Spaghetti squash is impossible to miss whenever we’re browsing the produce section at the grocery store. The big, bright yellow squash always stands out, but it can seem daunting to grab. Now that it’s fall, though, it’s the perfect time to bite the bullet and put one in your cart. Not only is it super tasty, it’s packed with a plethora of health benefits.
Spaghetti squash gets its name from the pasta-like fibers inside that can be a great low-calorie substitute at any meal. It works as a replacement for pasta, with the filling serving as the base of any meal you can think dish. From a bolognese to a chicken Alfredo, spaghetti squash passes every taste test.
The veggie is in season in fall in winter, and Dr. Tara Weir says that’s exactly when we should think about trying it.
“Food that is grown locally and eaten in season often tastes better and provides more health benefits compared to food that is imported,” Dr. Weir says. “Fruits and vegetables lose nutritional value during storage and transportation. This means that produce that is allowed to ripen naturally and eaten fresh (or frozen when fresh) tends to be more nutrient-dense.”
What does it taste like?
Spaghetti squash is the perfect way to indulge in a winter vegetable thanks to its versatility. It can stand in for pasta, be thrown in a soup, or used as it’s own bowl thanks to its sturdy shell. Most recipes feature the unique step of putting the mixed filling right back in to the shell when serving, giving it a fun look.
The squash itself has a mild, neutral taste that isn’t overwhelming and is less strong than most other squashes. It can also be faintly sweet, depending on the seasoning. What sets it apart is it’s texture. The strands are a bit crunchier than a regular pasta dish and pair nicely with lots of different toppings.
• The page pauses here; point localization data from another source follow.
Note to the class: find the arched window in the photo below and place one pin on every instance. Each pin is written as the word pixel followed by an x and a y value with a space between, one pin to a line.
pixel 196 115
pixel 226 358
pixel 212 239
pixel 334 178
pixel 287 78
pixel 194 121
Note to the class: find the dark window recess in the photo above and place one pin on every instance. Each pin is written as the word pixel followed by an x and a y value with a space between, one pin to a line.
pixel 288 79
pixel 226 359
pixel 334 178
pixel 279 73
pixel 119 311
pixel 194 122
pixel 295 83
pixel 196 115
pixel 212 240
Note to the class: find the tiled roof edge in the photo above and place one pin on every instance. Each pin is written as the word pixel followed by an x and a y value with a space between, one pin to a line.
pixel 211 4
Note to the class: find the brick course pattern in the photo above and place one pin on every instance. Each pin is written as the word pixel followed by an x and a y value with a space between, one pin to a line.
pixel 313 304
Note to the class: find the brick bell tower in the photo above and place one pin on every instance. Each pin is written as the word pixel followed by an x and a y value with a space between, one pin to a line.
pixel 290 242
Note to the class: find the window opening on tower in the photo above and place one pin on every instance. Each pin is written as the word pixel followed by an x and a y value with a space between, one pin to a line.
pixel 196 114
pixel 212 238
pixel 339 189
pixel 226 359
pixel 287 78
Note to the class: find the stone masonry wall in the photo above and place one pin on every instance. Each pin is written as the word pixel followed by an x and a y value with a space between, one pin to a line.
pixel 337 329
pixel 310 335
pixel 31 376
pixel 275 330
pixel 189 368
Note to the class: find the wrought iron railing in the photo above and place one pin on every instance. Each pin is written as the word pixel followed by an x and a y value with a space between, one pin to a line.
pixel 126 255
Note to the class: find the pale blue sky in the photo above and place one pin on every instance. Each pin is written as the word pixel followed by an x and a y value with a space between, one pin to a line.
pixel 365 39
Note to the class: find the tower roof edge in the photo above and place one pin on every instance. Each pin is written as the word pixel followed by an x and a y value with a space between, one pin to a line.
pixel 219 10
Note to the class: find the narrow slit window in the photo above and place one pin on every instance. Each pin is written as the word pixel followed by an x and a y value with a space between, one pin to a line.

The noodle-like filling can also be slightly watery, depending on how it’s cooked.
There are two main ways to cook the squash. You can cut it, either lengthwise or cross wise, and then bake cut-side down in the oven with a little oil drizzled on the inside. Or, if you find the cutting a bit hard due to its exterior shell, you can bake the squash whole. This step would just take a bit longer.
After it’s cooked, simply run a fork through the inside to turn it into noodles!
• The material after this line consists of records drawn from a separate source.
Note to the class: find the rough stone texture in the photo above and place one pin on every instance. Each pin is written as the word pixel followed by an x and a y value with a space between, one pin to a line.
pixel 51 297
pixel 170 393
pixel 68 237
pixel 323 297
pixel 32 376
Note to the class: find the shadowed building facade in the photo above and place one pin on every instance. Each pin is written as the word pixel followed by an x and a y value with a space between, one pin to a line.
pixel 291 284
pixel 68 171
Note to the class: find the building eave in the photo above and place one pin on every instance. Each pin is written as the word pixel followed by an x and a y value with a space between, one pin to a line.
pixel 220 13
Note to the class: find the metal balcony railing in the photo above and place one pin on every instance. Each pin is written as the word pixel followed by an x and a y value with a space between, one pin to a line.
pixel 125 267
What are the health benefits of spaghetti squash?
The two main benefits of spaghetti squash is that it’s low in calories and rich in micronutrients like vitamins, minerals, and antioxidants, Weir says. It’s especially a good source of manganese, vitamins C and B6, and beta carotene.
Manganese is a trace mineral found in our bones, making this squash great for those looking for a boost in bone health. The vitamins C and B6 help make your immune system stronger, while the beta carotene gets converted into vitamin A after we digest it. This vitamin is vital for vision health and also helps support our hearts lungs and kidneys.
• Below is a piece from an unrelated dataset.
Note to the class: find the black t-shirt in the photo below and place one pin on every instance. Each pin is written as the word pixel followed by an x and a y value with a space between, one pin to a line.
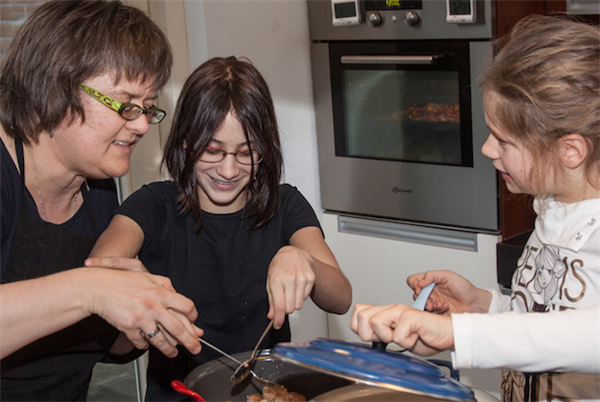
pixel 222 269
That’s still not all spaghetti squash is good for! Weir says the “high-fiber, nutrient-dense” squash may have benefits for digestion and healthy weight control. It also may help to reduce the risk of diabetes and blood cholesterol.
Spaghetti squash is great for well-rounded weight loss diets due to its fiber content, which can help empty your stomach. Fiber also regulates blood sugar levels. Since spaghetti squash is rich in antioxidants, which aid in preventing diabetes, the tasty vegetables is great with people struggling with their blood sugar spikes.
It can also aid in regulating your blood pressure thanks to the potassium. People with high blood pressure are often advised to up their potassium intake since it lessens the effects of sodium.